A senior Adani Group official told Financial Chronicle on the condition of anonymity that arranging funds for the project would not be an issue, once it is cleared by the Queensland court, as the Australian government has already approved the project.
“Australian Banks and Indian banks can still fund the project. The problem is only with foreign banks operating out of Australia,” the official said.
Separately, Adani Group’s Australia office issued a statement stating, it has not requested these banks formally to fund the project, hence it would not have any bearing on the project. “An institution ruling out something it was not requested to do have no bearing on the company. Adani’s projects in Queensland comply with the strictest environmental conditions in the world’s best practised environmental approvals framework. The company continues to progress the financing arrangements for its projects in Australia,” the statement said.
Eleven global banks, which majorly lend to the coal sector across the world and in Australia, have said they will not fund the project on ethical and social grounds. They include Deutsche Bank, HSBC, Barclays, Royal Bank of Scotland, Morgan Stanley, JP Morgan Chase, Goldmans Sachs, Citi, Credit Agricole, BNP Paribas and Societe Generale.

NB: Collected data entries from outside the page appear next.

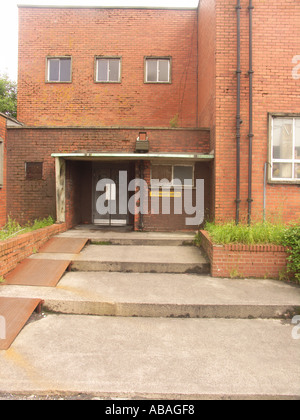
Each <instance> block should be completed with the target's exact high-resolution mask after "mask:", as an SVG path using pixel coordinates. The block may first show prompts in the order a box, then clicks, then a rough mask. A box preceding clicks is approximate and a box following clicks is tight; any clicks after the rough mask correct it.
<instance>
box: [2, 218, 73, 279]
mask: <svg viewBox="0 0 300 420" xmlns="http://www.w3.org/2000/svg"><path fill="white" fill-rule="evenodd" d="M66 230H67V228H66V224H65V223H61V224H54V225H52V226H47V227H45V228H43V229H38V230H35V231H33V232H28V233H24V234H23V235H18V236H16V237H14V238H11V239H7V240H6V241H0V277H1V276H5V274H7V273H9V272H10V271H11V270H13V269H14V268H15V267H16V266H17V264H18V263H19V262H20V261H22V260H23V259H24V258H27V257H29V256H30V255H31V254H33V253H34V252H36V251H38V249H39V248H40V247H41V246H42V245H44V243H46V242H47V241H48V239H50V238H51V237H52V236H53V235H56V234H58V233H61V232H64V231H66Z"/></svg>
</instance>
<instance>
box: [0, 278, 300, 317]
mask: <svg viewBox="0 0 300 420" xmlns="http://www.w3.org/2000/svg"><path fill="white" fill-rule="evenodd" d="M0 296H8V297H39V298H41V299H43V300H44V308H45V310H48V311H54V312H59V313H71V314H92V315H113V316H151V317H191V318H192V317H202V318H249V317H253V318H278V317H280V318H281V317H287V316H292V315H293V314H295V313H298V312H299V313H300V287H297V286H292V285H288V284H285V283H282V282H279V281H274V280H232V279H217V278H211V277H209V276H201V277H200V276H197V275H192V274H189V275H186V274H183V275H182V274H152V273H143V274H140V273H104V272H99V273H97V272H69V273H66V274H65V275H64V277H63V278H62V279H61V280H60V282H59V284H58V285H57V287H56V288H55V289H54V290H53V289H51V288H38V287H30V288H29V287H20V286H14V287H13V286H5V285H3V286H0Z"/></svg>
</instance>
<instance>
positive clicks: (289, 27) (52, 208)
mask: <svg viewBox="0 0 300 420" xmlns="http://www.w3.org/2000/svg"><path fill="white" fill-rule="evenodd" d="M236 4H237V3H236V0H201V1H200V3H199V7H198V9H185V10H171V9H165V10H163V9H139V8H131V9H126V8H125V9H122V8H115V9H114V8H102V9H101V8H89V7H87V8H68V7H67V8H55V7H34V6H33V7H29V6H28V7H27V6H20V8H19V25H20V38H19V81H18V119H19V120H20V121H21V122H23V123H24V124H26V125H27V126H25V127H23V128H18V129H17V128H15V129H9V131H8V150H9V156H8V177H9V180H10V185H9V191H8V207H9V213H11V214H12V215H13V216H14V217H18V218H19V219H24V220H26V221H27V220H28V219H33V218H36V217H44V216H47V215H48V214H52V215H53V214H55V177H54V159H53V158H52V157H51V154H52V153H57V152H60V153H73V152H77V151H87V152H98V153H101V152H119V153H133V152H134V144H135V140H136V138H137V136H138V133H139V131H140V130H143V131H147V133H148V136H149V142H150V150H149V152H150V153H154V152H157V153H158V152H160V153H175V154H176V153H177V154H180V153H195V154H197V153H200V154H209V153H211V152H212V151H214V160H213V162H211V163H202V162H198V163H197V166H195V168H196V171H195V174H196V175H197V176H201V177H203V178H204V179H205V193H206V196H205V197H206V198H205V208H207V209H208V212H207V214H208V215H209V217H210V218H216V220H221V219H223V220H224V219H234V218H235V207H236V203H235V199H236V100H237V74H236V70H237V52H236V43H237V32H236V27H237V13H236ZM253 5H254V10H253V70H254V74H253V133H254V138H253V173H252V182H253V185H252V198H253V203H252V220H257V219H259V220H261V219H262V215H263V182H264V165H265V163H266V162H268V160H269V157H268V147H269V133H268V114H269V113H285V114H291V113H292V114H297V115H299V116H300V97H299V89H300V78H299V77H293V69H295V63H293V58H294V57H295V56H298V55H300V41H299V40H300V32H299V31H300V26H299V21H300V3H299V2H298V1H295V0H282V1H279V2H276V3H274V2H272V1H271V0H265V1H257V0H254V1H253ZM248 6H249V1H248V0H241V71H242V73H241V119H242V124H241V203H240V212H241V217H240V220H242V221H243V220H246V218H247V205H248V203H247V198H248V158H249V156H248V142H249V139H248V134H249V128H248V127H249V74H248V70H249V21H248V19H249V10H248ZM37 22H38V23H37ZM158 28H159V30H158ZM62 56H63V57H66V56H71V57H72V81H71V83H47V82H46V67H47V65H46V62H47V61H46V60H47V57H62ZM96 56H107V57H116V56H118V57H121V58H122V67H121V68H122V71H121V80H120V83H95V79H94V77H95V57H96ZM150 56H154V57H171V58H172V60H171V83H157V84H154V83H145V82H144V81H145V80H144V71H145V69H144V67H145V64H144V59H145V57H150ZM298 73H300V70H299V71H298ZM145 127H148V129H145ZM171 127H174V128H171ZM201 127H202V128H201ZM203 127H204V128H205V127H206V128H207V129H204V128H203ZM26 162H42V163H43V177H42V179H41V180H30V179H27V180H26V179H25V174H24V165H25V163H26ZM138 165H139V162H138V161H137V162H136V163H135V168H136V170H137V168H138ZM149 165H150V162H149V161H145V162H144V175H145V177H149V176H150V175H149V174H150V170H151V169H150V166H151V165H150V166H149ZM81 173H83V174H84V176H83V177H86V180H89V179H91V164H89V163H87V162H76V163H75V162H74V161H72V162H71V161H68V162H67V178H66V181H67V186H66V187H67V190H66V198H67V202H66V208H67V219H68V220H67V221H68V224H70V225H72V224H75V223H79V222H88V221H90V218H91V216H90V215H89V214H88V213H89V212H90V209H89V210H88V207H86V208H82V206H81V207H80V206H79V207H78V202H79V200H78V197H80V196H81V200H82V201H85V202H89V200H90V198H91V197H89V196H88V195H87V193H86V191H87V190H86V189H84V188H82V185H81V183H82V179H83V178H82V176H81V175H80V174H81ZM89 182H91V181H89ZM299 187H300V185H299V183H298V184H293V185H292V184H283V183H282V184H274V183H268V184H267V188H266V204H267V205H266V214H267V217H269V218H272V217H273V218H276V219H277V220H278V218H279V217H281V218H282V220H284V221H289V220H294V219H297V218H299V217H300V190H299ZM89 188H90V186H89ZM0 193H1V192H0ZM82 194H83V195H82ZM82 197H85V198H82ZM0 199H1V198H0ZM90 206H91V204H90ZM137 223H138V220H137V218H136V225H137ZM143 223H144V227H145V228H146V229H149V230H154V229H162V230H164V229H173V230H176V229H183V228H185V226H184V225H182V219H180V220H178V218H177V217H175V215H172V217H169V218H167V217H164V215H159V216H156V215H150V216H149V217H148V215H147V216H145V217H144V220H143Z"/></svg>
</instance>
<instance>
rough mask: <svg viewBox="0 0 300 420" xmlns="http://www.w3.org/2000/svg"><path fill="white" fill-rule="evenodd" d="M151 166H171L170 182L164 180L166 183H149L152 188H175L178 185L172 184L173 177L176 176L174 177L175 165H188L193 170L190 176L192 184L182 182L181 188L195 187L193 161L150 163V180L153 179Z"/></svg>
mask: <svg viewBox="0 0 300 420" xmlns="http://www.w3.org/2000/svg"><path fill="white" fill-rule="evenodd" d="M153 166H171V167H172V181H171V182H168V183H167V182H166V183H163V184H161V183H158V184H156V183H151V186H152V187H153V188H163V187H171V188H176V187H178V185H176V184H174V179H177V178H174V167H175V166H188V167H190V168H192V170H193V175H192V176H193V178H192V185H184V184H182V187H183V188H194V187H195V164H194V163H190V164H186V163H185V164H184V163H165V162H164V163H156V162H155V163H152V164H151V180H152V179H153V177H152V167H153ZM154 179H156V178H154ZM159 181H161V180H159Z"/></svg>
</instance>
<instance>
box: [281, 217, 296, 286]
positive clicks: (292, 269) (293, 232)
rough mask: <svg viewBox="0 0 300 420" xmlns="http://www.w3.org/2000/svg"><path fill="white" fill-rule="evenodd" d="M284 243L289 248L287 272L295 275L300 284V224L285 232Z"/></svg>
mask: <svg viewBox="0 0 300 420" xmlns="http://www.w3.org/2000/svg"><path fill="white" fill-rule="evenodd" d="M282 243H283V245H285V246H287V247H288V254H289V256H288V265H287V272H288V273H289V274H294V276H295V278H296V280H297V281H298V283H300V224H297V225H296V224H295V225H293V226H291V227H290V228H289V229H287V230H286V231H285V233H284V238H283V242H282Z"/></svg>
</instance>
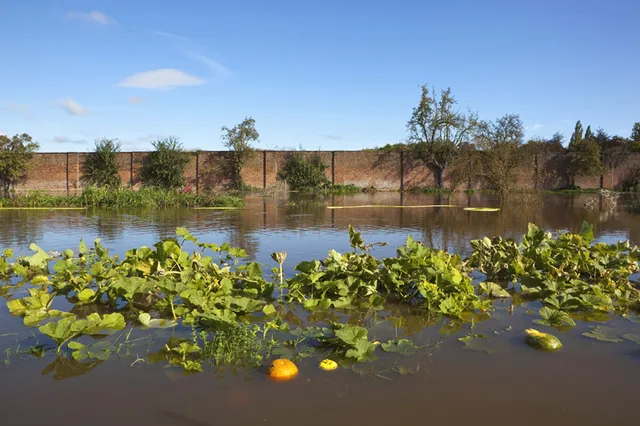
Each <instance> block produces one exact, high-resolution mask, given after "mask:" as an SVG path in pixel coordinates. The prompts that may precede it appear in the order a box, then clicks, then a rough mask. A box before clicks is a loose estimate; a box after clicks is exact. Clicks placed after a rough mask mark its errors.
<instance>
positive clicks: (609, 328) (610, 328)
mask: <svg viewBox="0 0 640 426" xmlns="http://www.w3.org/2000/svg"><path fill="white" fill-rule="evenodd" d="M590 328H591V331H589V332H586V333H582V335H583V336H585V337H588V338H590V339H596V340H599V341H601V342H611V343H620V342H622V341H623V340H622V339H621V338H620V334H619V333H618V332H617V331H616V330H615V329H613V328H610V327H590Z"/></svg>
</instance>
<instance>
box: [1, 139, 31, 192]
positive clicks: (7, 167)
mask: <svg viewBox="0 0 640 426" xmlns="http://www.w3.org/2000/svg"><path fill="white" fill-rule="evenodd" d="M39 147H40V145H38V144H37V143H36V142H33V139H32V138H31V136H29V135H28V134H26V133H23V134H21V135H15V136H14V137H12V138H10V137H8V136H5V135H0V185H1V186H2V190H3V194H4V196H5V197H8V196H9V194H10V193H11V192H12V190H13V189H14V187H15V185H16V184H18V183H20V182H22V181H24V180H25V178H26V176H27V171H28V169H29V165H30V162H31V159H32V158H33V154H34V152H36V151H37V150H38V148H39Z"/></svg>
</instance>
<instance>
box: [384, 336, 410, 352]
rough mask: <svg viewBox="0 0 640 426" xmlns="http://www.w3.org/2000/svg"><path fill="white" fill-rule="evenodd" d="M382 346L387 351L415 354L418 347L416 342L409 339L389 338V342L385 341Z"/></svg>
mask: <svg viewBox="0 0 640 426" xmlns="http://www.w3.org/2000/svg"><path fill="white" fill-rule="evenodd" d="M381 346H382V350H384V351H385V352H394V353H399V354H401V355H413V354H415V353H416V351H417V349H418V348H417V347H416V345H415V343H413V342H412V341H411V340H407V339H395V340H389V341H388V342H386V343H383V344H382V345H381Z"/></svg>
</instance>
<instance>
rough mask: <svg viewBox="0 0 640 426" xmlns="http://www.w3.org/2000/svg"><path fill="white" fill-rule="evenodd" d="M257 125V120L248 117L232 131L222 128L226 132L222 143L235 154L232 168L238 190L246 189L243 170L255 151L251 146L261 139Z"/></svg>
mask: <svg viewBox="0 0 640 426" xmlns="http://www.w3.org/2000/svg"><path fill="white" fill-rule="evenodd" d="M255 124H256V120H254V119H253V118H251V117H248V118H245V119H244V120H242V122H241V123H240V124H238V125H236V126H235V127H233V128H231V129H230V128H228V127H226V126H224V127H223V128H222V131H223V132H225V133H224V134H223V135H222V141H223V142H222V143H223V144H224V146H226V147H227V148H229V149H230V150H231V151H232V153H233V157H232V162H231V166H232V174H233V182H234V187H235V188H236V189H245V184H244V182H243V181H242V174H241V172H242V168H243V167H244V165H245V163H246V162H247V160H248V159H249V157H250V156H251V154H252V153H253V151H254V148H253V146H252V145H251V144H252V143H254V142H257V141H258V140H259V139H260V134H259V133H258V131H257V130H256V127H255Z"/></svg>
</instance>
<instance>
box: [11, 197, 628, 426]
mask: <svg viewBox="0 0 640 426" xmlns="http://www.w3.org/2000/svg"><path fill="white" fill-rule="evenodd" d="M593 197H597V195H579V196H567V195H550V196H547V197H546V198H545V201H544V204H543V205H536V206H526V205H507V206H505V207H504V208H503V209H502V210H500V211H497V212H474V211H465V210H463V207H475V206H478V207H491V206H497V201H496V200H495V198H492V197H491V196H484V195H471V196H466V195H464V196H459V197H457V198H456V199H455V200H453V203H452V204H455V205H456V206H458V207H424V208H407V209H405V208H344V209H329V208H327V207H328V206H358V205H376V204H384V205H394V206H398V205H404V206H424V205H436V204H437V205H439V204H449V202H448V201H447V200H446V199H441V198H440V197H439V196H431V195H422V194H404V195H401V194H399V193H376V194H358V195H353V196H326V197H320V196H302V195H300V196H297V195H295V194H294V195H292V196H291V197H289V198H288V199H273V198H258V197H249V198H247V199H246V206H245V207H244V208H242V209H239V210H228V211H215V210H196V209H180V210H145V211H127V210H87V211H15V210H14V211H4V212H0V223H1V225H0V246H1V247H0V248H3V249H4V248H14V249H15V252H16V255H25V254H31V253H32V252H30V251H29V244H31V243H33V242H35V243H36V244H37V245H38V246H39V247H41V248H42V249H43V250H44V251H47V252H49V251H52V250H56V251H59V252H63V250H65V249H67V248H72V249H74V250H77V247H78V243H79V241H80V239H84V241H85V242H86V243H87V245H88V246H91V243H92V242H93V240H94V239H96V238H101V243H102V245H103V246H104V247H105V248H106V249H107V250H108V251H109V253H110V254H112V255H113V254H117V255H119V256H120V258H121V259H122V258H124V257H125V256H126V252H127V251H128V250H130V249H132V248H137V247H141V246H148V247H153V244H156V243H157V242H158V241H161V240H163V239H166V238H174V237H175V236H176V228H178V227H184V228H186V229H188V230H189V232H190V233H191V234H192V235H193V236H195V237H197V238H198V239H199V240H200V241H202V242H206V243H215V244H218V245H221V244H222V243H224V242H228V243H229V244H230V245H231V246H236V247H241V248H243V249H245V250H246V254H247V256H246V258H244V260H242V263H247V262H257V263H259V264H261V265H263V266H262V273H263V276H264V277H265V279H267V280H272V281H277V278H274V277H272V274H271V271H270V270H271V268H274V267H276V268H277V266H278V264H277V263H276V262H275V261H274V260H273V259H272V253H277V252H286V253H287V256H286V260H285V261H284V263H283V273H284V278H285V279H287V278H292V277H293V276H294V275H295V274H296V271H295V270H294V268H295V266H296V265H298V264H300V262H304V261H309V260H321V259H324V258H325V257H327V253H328V252H329V251H330V250H331V249H335V250H337V251H338V252H341V253H345V252H349V251H352V250H353V249H352V247H351V245H350V238H349V230H348V228H349V225H351V226H353V228H354V229H355V231H357V232H360V233H362V237H363V238H364V239H365V240H366V242H372V243H375V242H386V243H387V245H386V246H374V247H372V248H371V254H372V256H374V257H375V258H377V259H383V258H390V257H394V256H396V251H397V249H398V247H400V246H403V245H405V244H406V243H407V236H408V235H411V236H412V237H413V239H415V240H416V241H421V242H422V243H424V245H425V246H426V247H429V248H434V249H441V250H445V251H447V252H449V253H453V254H459V255H460V256H462V258H467V257H469V256H471V255H472V253H473V251H474V249H473V247H472V246H471V244H470V241H471V240H477V239H482V238H483V237H485V236H488V237H490V238H491V237H493V236H498V235H500V236H502V237H504V238H514V239H515V240H516V241H518V242H519V241H521V240H522V237H523V235H525V234H527V232H528V224H529V223H535V224H536V225H537V226H538V227H540V228H542V229H545V230H547V231H553V232H556V231H560V232H574V233H578V232H580V231H581V226H582V223H583V221H587V222H589V223H591V224H593V233H594V237H595V241H596V242H605V243H608V244H615V243H617V242H618V241H620V240H622V241H624V240H628V241H629V242H630V243H631V244H632V245H637V244H640V216H638V215H632V214H630V213H627V212H625V211H624V210H623V209H622V208H618V209H617V210H616V211H613V212H606V211H604V210H602V209H598V208H595V209H587V208H585V203H587V202H588V199H589V198H593ZM185 247H186V246H185ZM192 248H193V247H191V246H190V247H189V250H191V249H192ZM185 250H186V248H185ZM52 264H53V262H52ZM156 272H157V271H156ZM276 275H277V274H276ZM471 278H472V279H473V283H474V285H477V283H478V282H480V281H483V279H482V278H483V274H481V273H479V272H478V271H474V272H472V273H471ZM509 289H510V291H511V287H510V288H509ZM1 291H2V293H0V294H2V296H3V297H2V303H0V349H2V350H3V351H4V355H5V362H4V365H2V366H0V377H1V379H2V384H3V386H1V387H0V398H1V400H2V401H3V404H2V407H3V420H4V424H28V425H31V424H39V423H42V422H50V423H52V424H67V425H87V424H89V425H113V424H115V425H139V424H154V425H185V426H200V425H202V426H203V425H225V426H226V425H254V424H278V425H280V426H286V425H298V424H305V425H324V424H337V425H360V424H367V425H388V424H418V423H430V422H435V423H446V424H449V425H463V424H481V425H483V424H491V425H495V424H513V423H518V424H523V425H539V424H541V423H544V424H584V425H595V424H602V423H604V422H613V423H614V424H635V423H636V422H637V408H636V406H635V405H634V400H635V397H636V394H637V392H638V384H639V383H640V382H639V380H640V340H638V339H636V338H635V337H633V336H636V337H638V338H639V339H640V323H639V319H638V314H637V312H636V311H634V310H633V309H631V310H630V311H628V312H626V313H625V315H624V316H621V315H616V314H613V313H607V312H602V309H596V310H595V311H597V312H589V313H585V312H582V311H579V312H578V311H576V312H574V313H572V315H571V319H570V321H573V322H574V323H575V325H574V326H570V325H569V324H568V323H566V322H565V323H562V324H560V325H558V326H557V327H554V326H548V325H540V324H538V323H534V320H539V319H540V315H539V310H540V308H541V307H542V303H541V302H540V300H527V299H526V298H521V297H519V296H518V297H516V295H515V294H512V297H506V298H496V299H495V300H492V301H489V302H488V303H490V305H491V307H492V308H491V309H488V310H486V312H485V309H475V310H474V313H473V315H471V314H470V315H462V314H461V315H460V318H457V319H452V318H451V316H447V315H435V316H434V315H430V314H429V313H428V312H427V311H425V310H424V309H418V308H417V307H416V305H415V304H411V303H400V302H399V301H398V300H394V301H389V302H387V303H386V304H385V305H384V306H383V307H382V308H379V307H378V308H376V307H375V306H373V305H375V303H374V302H373V301H371V302H370V305H366V306H362V307H360V308H358V309H335V308H330V309H327V310H324V309H303V307H302V306H301V305H300V304H296V303H284V302H282V301H281V294H280V288H279V287H278V286H277V285H276V287H275V290H274V292H273V295H274V298H275V299H274V301H273V302H272V303H270V304H272V305H273V306H276V308H277V312H278V314H277V315H278V319H279V320H282V323H286V324H287V327H289V330H285V329H280V330H277V333H276V334H275V335H276V337H278V338H282V339H292V338H293V337H292V336H297V335H295V334H293V335H291V334H290V331H292V330H295V329H302V328H304V327H316V326H319V327H323V326H324V327H326V326H327V325H329V324H331V322H332V321H333V322H339V323H348V324H349V325H353V326H359V327H363V328H366V330H367V331H368V336H367V339H368V340H369V341H371V342H380V343H381V344H380V345H379V346H380V347H376V348H375V350H373V349H372V354H373V355H374V356H375V359H373V357H372V358H371V359H363V361H367V362H357V363H356V362H344V360H341V361H342V362H341V364H342V365H341V367H339V368H338V369H337V370H335V371H322V370H320V369H319V368H318V361H319V360H320V359H322V358H323V357H324V356H327V357H329V358H331V357H332V356H333V355H335V354H333V353H331V352H327V351H325V352H323V351H322V350H316V351H315V352H313V353H306V352H305V350H304V348H303V347H302V346H301V347H300V348H298V347H288V346H287V347H280V346H278V347H277V348H276V349H275V350H274V352H273V353H272V354H270V356H269V359H267V358H266V357H265V359H262V360H260V361H259V362H258V363H257V364H260V365H258V366H256V367H255V368H254V366H251V367H246V366H245V367H242V366H240V367H235V368H233V367H230V366H218V367H216V366H215V365H210V364H206V363H203V364H202V370H203V371H202V372H198V373H194V372H186V371H185V369H184V368H182V367H181V366H180V365H177V364H176V363H175V362H174V363H173V364H172V363H170V362H169V361H170V358H171V356H168V355H166V354H165V353H164V345H165V344H166V345H169V344H170V343H171V342H172V341H173V339H176V338H178V337H182V338H186V339H189V338H191V336H192V330H191V327H188V326H185V325H184V324H180V325H178V326H176V327H169V328H157V329H151V330H149V329H143V327H140V324H139V322H137V321H136V320H135V318H136V316H132V315H133V314H131V311H127V308H124V307H123V306H121V305H116V306H114V307H113V310H116V311H118V312H123V315H125V316H126V317H127V327H126V328H125V329H124V330H123V331H120V332H118V333H113V334H111V335H110V336H108V337H107V338H102V336H98V337H100V338H98V337H90V336H83V337H82V338H81V341H82V342H83V343H84V344H85V345H89V344H90V343H93V342H100V341H110V342H113V345H112V346H111V349H110V352H111V355H110V356H109V357H108V359H104V360H101V359H99V358H100V357H98V358H95V357H91V356H89V357H86V358H80V357H78V358H79V359H75V358H74V357H73V356H71V355H70V351H69V350H68V349H64V350H62V352H61V355H60V356H58V355H56V344H55V342H54V341H53V340H52V339H50V338H49V337H47V336H45V335H43V334H42V333H40V332H39V331H38V327H25V325H24V323H23V319H22V318H21V317H19V316H16V315H11V313H10V312H9V309H8V308H7V304H6V301H8V300H16V299H19V298H23V297H25V296H28V295H29V294H28V293H27V291H26V289H24V288H16V286H15V281H14V282H13V283H12V286H6V287H2V290H1ZM285 291H286V290H285ZM61 298H62V299H64V297H61ZM176 300H178V299H176ZM558 303H561V302H558ZM594 303H595V302H594ZM52 307H53V308H55V309H59V310H61V311H66V310H69V309H73V310H72V312H74V313H75V314H76V315H77V316H78V317H83V316H86V315H87V314H89V313H92V312H99V313H100V314H106V312H107V310H105V309H103V308H102V307H101V308H95V307H93V304H91V303H86V304H80V303H78V301H77V300H75V299H69V300H63V301H61V302H54V304H53V305H52ZM172 308H173V306H172ZM476 308H477V306H476ZM166 311H169V312H170V309H168V308H167V309H166ZM136 315H137V313H136ZM174 315H175V314H174ZM262 315H263V313H262V311H258V313H257V314H255V313H254V314H252V315H248V316H247V318H248V321H249V322H256V323H257V322H258V321H259V320H258V317H261V316H262ZM178 316H179V314H178ZM169 320H170V318H169ZM44 323H46V321H43V322H42V324H44ZM133 324H137V326H136V327H134V328H131V325H133ZM594 327H600V328H599V329H595V328H594ZM529 328H535V329H537V330H540V331H544V332H547V333H552V334H553V335H555V336H557V337H558V338H560V340H561V341H562V344H563V347H562V348H561V349H560V350H559V351H557V352H545V351H539V350H535V349H533V348H531V347H529V346H527V345H526V344H525V343H524V337H523V336H524V331H525V330H526V329H529ZM130 330H132V331H131V332H130V333H129V331H130ZM584 333H591V334H593V335H595V336H598V337H600V338H599V339H598V338H589V337H585V336H584V335H583V334H584ZM594 333H595V334H594ZM480 335H481V336H482V337H479V336H480ZM623 336H625V337H623ZM298 337H300V336H298ZM465 337H467V338H468V339H467V340H463V341H461V340H459V339H460V338H465ZM402 339H406V340H407V341H410V342H411V343H412V346H411V347H410V349H408V350H406V351H402V350H396V351H394V350H391V351H389V350H383V349H382V347H383V346H384V347H386V348H387V349H388V348H389V346H387V345H388V344H389V342H396V344H398V345H399V344H400V343H399V342H401V341H403V340H402ZM606 340H608V341H606ZM235 341H236V340H233V338H232V339H231V340H230V342H231V343H230V344H232V343H233V342H235ZM238 341H239V340H238ZM172 347H173V346H172ZM205 349H206V348H205ZM307 349H308V348H307ZM174 352H175V351H174ZM175 353H177V352H175ZM303 355H304V356H303ZM280 356H283V357H297V358H296V363H297V365H298V368H299V374H298V377H297V378H295V379H294V380H292V381H289V382H285V383H276V382H273V381H271V380H269V379H268V378H267V374H266V368H267V366H268V365H269V363H270V361H271V359H273V358H276V357H280ZM172 359H174V361H175V358H172ZM185 359H186V358H185ZM254 361H255V359H254ZM179 362H180V360H178V363H179Z"/></svg>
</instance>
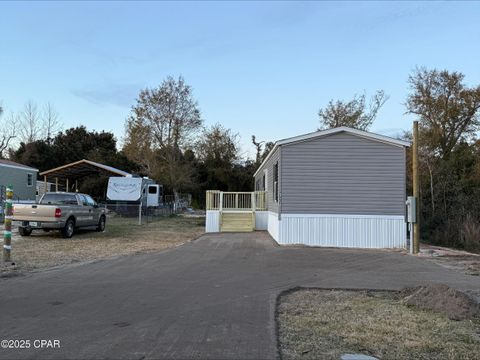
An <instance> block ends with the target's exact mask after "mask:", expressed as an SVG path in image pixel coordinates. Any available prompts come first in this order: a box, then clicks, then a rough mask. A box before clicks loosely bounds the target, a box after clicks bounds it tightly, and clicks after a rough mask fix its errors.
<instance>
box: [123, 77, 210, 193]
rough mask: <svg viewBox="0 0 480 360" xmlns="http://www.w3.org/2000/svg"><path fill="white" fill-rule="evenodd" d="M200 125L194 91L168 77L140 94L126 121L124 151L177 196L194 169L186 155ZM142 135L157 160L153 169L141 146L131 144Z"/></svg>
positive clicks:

According to Market Forces, an affiliate project of Friends of the Earth Australia and a member of the BankTrack international network that campaigns against environment issues across the world, said: “For 11 of the world’s ‘go-to’ banks for coal finance to now be out of the picture means the options available to Adani for the billions of dollars of debt it will need are severely limited. Banks that remain potential targets for Adani will need to contemplate not just environmental and economic risks of building new massive coal mines and export terminals in the Great Barrier Reef world heritage area, but the reputational risk now that so many of their peers in the banking sector have publicly said no on environmental grounds,” Market Forces said in a note.
Adanis are believed to be in discussion with Standard Chartered Bank and some other lenders, which they declined to name.